Lopez-Picon F R, Uusi-Oukari M, Holopainen I E
Department of Pharmacology and Clinical Pharmacology, University of Turku, Turku, Finland.
Hippocampus. 2003;13(7):767-79. doi: 10.1002/hipo.10122.
Neurofilament (NF) proteins are expressed in most mature neurons in the central nervous system. Although they play a crucial role in neuronal growth, organization, shape, and plasticity, their expression pattern and cellular distribution in the developing hippocampus remain unknown. In the present study, we have used Western blotting and immunocytochemistry to study the low- (NF-L), medium- (NF-M), and high- (NF-H) molecular-weight NF proteins; phosphorylated epitopes of NF-M and NF-H; and a nonphosphorylated epitope of NF-H in the early postnatal (through P1-P21) development of the rat hippocampus. During the first postnatal week, NF-M was the most abundantly expressed NF, followed by NF-L, whereas the expression of NF-H was very low. Through P7-P14, the expression of NF-H increased dramatically and later began to plateau, as also occurred in the expression of NF-M and NF-L. At P1, no NF-M immunopositive cell bodies were detected, but cell processes in the CA1-CA3 fields were faintly immunopositive for NF-M and for the phosphorylated epitopes of NF-M and NF-H. At P7, CA3 pyramidal neurons were strongly immunopositive for NF-L and NF-H, but not for NF-M. The axons of granule cells, the mossy fibers (MFs), were NF-L and NF-M positive through P7-P21 but were NF-H immunonegative at all ages. Although they stained strongly for the phosphorylated NF-M and NF-H at P7, the staining intensity sharply decreased at P14 and remained so at P21. The cell bodies of CA1 pyramidal neurons and granule cells remained immunonegative against all five antibodies in all age groups. Our results show a different time course in the expression and differential cell type and cellular localization of the NF proteins in the developing hippocampus. These developmental changes could be of importance in determining the reactivity of hippocampal neurons in pathological conditions in the immature hippocampus.

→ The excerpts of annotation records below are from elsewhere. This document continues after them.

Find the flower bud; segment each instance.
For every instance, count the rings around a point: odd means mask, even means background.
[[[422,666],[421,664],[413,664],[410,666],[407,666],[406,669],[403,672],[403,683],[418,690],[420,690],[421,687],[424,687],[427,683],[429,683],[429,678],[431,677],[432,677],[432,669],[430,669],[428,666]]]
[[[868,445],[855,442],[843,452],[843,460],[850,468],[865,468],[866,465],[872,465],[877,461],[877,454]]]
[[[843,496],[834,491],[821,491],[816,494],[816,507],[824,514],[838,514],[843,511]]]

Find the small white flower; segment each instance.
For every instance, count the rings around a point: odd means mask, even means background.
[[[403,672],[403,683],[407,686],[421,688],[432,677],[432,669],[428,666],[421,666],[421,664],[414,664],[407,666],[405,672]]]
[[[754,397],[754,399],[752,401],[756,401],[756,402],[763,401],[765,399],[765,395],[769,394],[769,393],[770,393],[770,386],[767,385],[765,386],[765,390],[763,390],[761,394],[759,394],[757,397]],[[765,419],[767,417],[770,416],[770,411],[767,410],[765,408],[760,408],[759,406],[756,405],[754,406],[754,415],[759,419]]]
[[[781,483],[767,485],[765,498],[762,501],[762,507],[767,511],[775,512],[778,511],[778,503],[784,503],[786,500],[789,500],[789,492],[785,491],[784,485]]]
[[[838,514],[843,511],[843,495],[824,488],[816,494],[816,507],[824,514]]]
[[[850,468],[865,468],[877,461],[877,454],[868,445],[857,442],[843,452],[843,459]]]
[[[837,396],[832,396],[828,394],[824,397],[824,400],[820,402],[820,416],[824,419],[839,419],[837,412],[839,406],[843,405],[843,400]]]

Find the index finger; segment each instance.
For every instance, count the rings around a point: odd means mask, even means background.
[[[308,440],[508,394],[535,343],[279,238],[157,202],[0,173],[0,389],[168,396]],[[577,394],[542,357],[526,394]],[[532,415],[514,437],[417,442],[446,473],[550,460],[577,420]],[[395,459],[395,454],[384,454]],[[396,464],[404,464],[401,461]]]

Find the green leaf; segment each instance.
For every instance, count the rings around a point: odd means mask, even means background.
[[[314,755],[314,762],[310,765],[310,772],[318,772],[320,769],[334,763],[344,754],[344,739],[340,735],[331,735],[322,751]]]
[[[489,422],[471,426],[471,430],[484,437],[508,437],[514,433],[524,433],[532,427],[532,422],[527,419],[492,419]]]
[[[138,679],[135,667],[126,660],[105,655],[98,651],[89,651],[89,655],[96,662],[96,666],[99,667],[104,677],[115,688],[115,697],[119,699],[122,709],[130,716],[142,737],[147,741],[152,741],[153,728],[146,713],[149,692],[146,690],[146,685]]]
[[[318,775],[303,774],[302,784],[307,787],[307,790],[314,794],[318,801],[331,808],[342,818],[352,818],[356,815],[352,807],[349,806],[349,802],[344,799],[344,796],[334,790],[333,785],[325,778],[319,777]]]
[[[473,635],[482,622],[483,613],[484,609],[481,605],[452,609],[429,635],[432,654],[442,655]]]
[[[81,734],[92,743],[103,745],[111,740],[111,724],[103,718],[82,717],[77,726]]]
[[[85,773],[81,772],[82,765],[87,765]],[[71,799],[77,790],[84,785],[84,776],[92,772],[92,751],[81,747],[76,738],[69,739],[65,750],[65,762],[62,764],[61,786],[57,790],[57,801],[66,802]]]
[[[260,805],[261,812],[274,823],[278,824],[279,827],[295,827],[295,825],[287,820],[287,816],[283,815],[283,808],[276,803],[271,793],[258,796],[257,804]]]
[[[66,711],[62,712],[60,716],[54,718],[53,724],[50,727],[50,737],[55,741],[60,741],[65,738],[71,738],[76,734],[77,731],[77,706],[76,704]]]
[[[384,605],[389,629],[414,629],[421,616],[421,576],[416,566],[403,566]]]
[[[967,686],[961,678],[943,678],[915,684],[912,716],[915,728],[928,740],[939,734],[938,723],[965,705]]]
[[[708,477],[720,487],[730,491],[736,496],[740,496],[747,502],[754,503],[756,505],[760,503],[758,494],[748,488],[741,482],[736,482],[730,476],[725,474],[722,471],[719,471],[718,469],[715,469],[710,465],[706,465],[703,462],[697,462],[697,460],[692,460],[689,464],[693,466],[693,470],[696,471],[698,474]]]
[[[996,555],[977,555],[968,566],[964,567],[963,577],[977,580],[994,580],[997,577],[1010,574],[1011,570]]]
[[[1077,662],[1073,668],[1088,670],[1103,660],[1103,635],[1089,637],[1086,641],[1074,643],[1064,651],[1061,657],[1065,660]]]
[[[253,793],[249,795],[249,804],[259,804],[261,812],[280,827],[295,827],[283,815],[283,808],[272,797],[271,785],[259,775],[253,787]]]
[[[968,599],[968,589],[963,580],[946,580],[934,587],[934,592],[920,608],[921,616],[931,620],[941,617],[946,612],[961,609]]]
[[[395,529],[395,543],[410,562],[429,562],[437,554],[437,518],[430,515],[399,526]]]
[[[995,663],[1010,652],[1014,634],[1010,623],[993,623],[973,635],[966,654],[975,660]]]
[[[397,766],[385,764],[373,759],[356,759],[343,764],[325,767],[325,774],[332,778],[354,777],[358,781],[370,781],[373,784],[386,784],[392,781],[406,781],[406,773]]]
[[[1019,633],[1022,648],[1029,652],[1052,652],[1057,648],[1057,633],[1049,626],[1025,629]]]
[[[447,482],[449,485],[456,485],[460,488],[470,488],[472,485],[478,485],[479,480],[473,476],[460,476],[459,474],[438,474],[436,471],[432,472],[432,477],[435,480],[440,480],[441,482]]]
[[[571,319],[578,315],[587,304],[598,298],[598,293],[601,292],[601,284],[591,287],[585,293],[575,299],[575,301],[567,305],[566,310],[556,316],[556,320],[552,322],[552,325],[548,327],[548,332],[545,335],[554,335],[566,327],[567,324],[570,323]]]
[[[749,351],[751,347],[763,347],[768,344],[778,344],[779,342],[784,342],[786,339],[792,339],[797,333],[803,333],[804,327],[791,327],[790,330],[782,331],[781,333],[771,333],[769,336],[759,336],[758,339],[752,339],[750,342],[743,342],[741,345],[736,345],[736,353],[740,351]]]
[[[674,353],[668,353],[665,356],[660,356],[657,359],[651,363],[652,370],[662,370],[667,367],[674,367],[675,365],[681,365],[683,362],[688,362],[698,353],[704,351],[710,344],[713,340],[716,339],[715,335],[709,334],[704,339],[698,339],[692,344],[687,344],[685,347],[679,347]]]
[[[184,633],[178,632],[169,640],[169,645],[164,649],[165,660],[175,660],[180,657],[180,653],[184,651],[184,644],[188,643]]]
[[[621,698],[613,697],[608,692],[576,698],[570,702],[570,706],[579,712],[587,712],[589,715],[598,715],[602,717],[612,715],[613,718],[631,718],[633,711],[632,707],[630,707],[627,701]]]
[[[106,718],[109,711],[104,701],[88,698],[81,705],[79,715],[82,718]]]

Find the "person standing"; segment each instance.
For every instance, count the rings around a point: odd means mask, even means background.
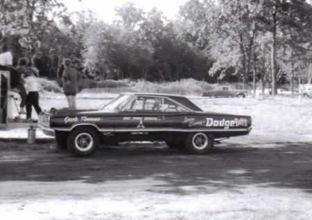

神经丝(NF)蛋白在中枢神经系统的大多数成熟神经元中表达。尽管它们在神经元生长、组织、形态和可塑性中发挥着关键作用,但其在发育中的海马体中的表达模式和细胞分布仍不清楚。在本研究中,我们使用蛋白质免疫印迹法和免疫细胞化学方法,研究了出生后早期(P1 - P21)大鼠海马体中低分子量(NF-L)、中分子量(NF-M)和高分子量(NF-H)的NF蛋白;NF-M和NF-H的磷酸化表位;以及NF-H的非磷酸化表位。在出生后的第一周,NF-M是表达最丰富的NF,其次是NF-L,而NF-H的表达非常低。在P7 - P14期间,NF-H的表达急剧增加,随后开始趋于平稳,NF-M和NF-L的表达也出现了同样的情况。在P1时,未检测到NF-M免疫阳性细胞体,但CA1 - CA3区域的细胞突起对NF-M以及NF-M和NF-H的磷酸化表位呈微弱免疫阳性。在P7时,CA3锥体神经元对NF-L和NF-H呈强免疫阳性,但对NF-M呈阴性。颗粒细胞的轴突,即苔藓纤维(MFs),在P7 - P21期间对NF-L和NF-M呈阳性,但在所有年龄段对NF-H均呈免疫阴性。尽管它们在P7时对磷酸化的NF-M和NF-H染色强烈,但在P14时染色强度急剧下降,并在P21时保持如此。在所有年龄组中,CA1锥体神经元和颗粒细胞的细胞体对所有五种抗体均呈免疫阴性。我们的结果显示了发育中的海马体中NF蛋白表达、细胞类型差异和细胞定位的不同时间进程。这些发育变化可能对确定未成熟海马体在病理条件下海马神经元的反应性具有重要意义。